|You go girl.|
During the week, we took some time for ourselves and completed six meditation-oriented Daily Mind Games to try to shift our brains into a more relaxed and calm state. Guided by strategies summarized in The Relaxation Response, we adopted a passive mindset and cleared our minds of anxiety-producing clutter. Hopefully, this approach helped you become more relaxed. I really enjoyed these challenges, and am going to try to incorporate this type of meditation into a daily routine.
Did you miss the Week of Relaxation? No problemo: get caught up!
Week of Relaxation
Day 1: Peace and Quiet - Find a meditation spot.
Day 2: Passive - Do nothing. Seriously.
Day 3: Mantra - The secret weapon of the uber-relaxed.
Day 4: Heavy - Get loose.
Day 5: Down - Get down.
Day 6: Timeless - Escape the clock.
Now that we're all relaxed and happy, I think it's time to get back to some heavy cognitive lifting. A basic definition of metacognition is awareness of our own thinking and understanding. Next week, we're going to extend that definition a bit and include our behavior as a part of our metacognitive domain. In other words, we can observe our own thoughts as part of an applied metacognitive strategy but we can also observe our own behavior. This would be a behaviorist approach to metacognition.
What's the point you may ask? I would argue that, for most of us, our biggest "problems" are problems in behavior: we eat too much, we don't work enough, we spend too much, etc.
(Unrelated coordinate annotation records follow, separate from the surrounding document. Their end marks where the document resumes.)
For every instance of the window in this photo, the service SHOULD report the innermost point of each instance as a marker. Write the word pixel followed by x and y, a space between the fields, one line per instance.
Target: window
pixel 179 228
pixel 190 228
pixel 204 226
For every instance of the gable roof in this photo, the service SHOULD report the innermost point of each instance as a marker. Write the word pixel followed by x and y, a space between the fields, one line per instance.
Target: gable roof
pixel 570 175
Unfortunately, most of us (myself included) often don't realize what's going on until the negative consequences are born out. Next week, we're going to work on self-awareness in order to combat bad behaviors that result from a "mindless" approach to life. Specifically, we're going to consciously track our own behavior across a series of critical domains in order to generate a more accurate assessment of our own behavior. Time to get serious!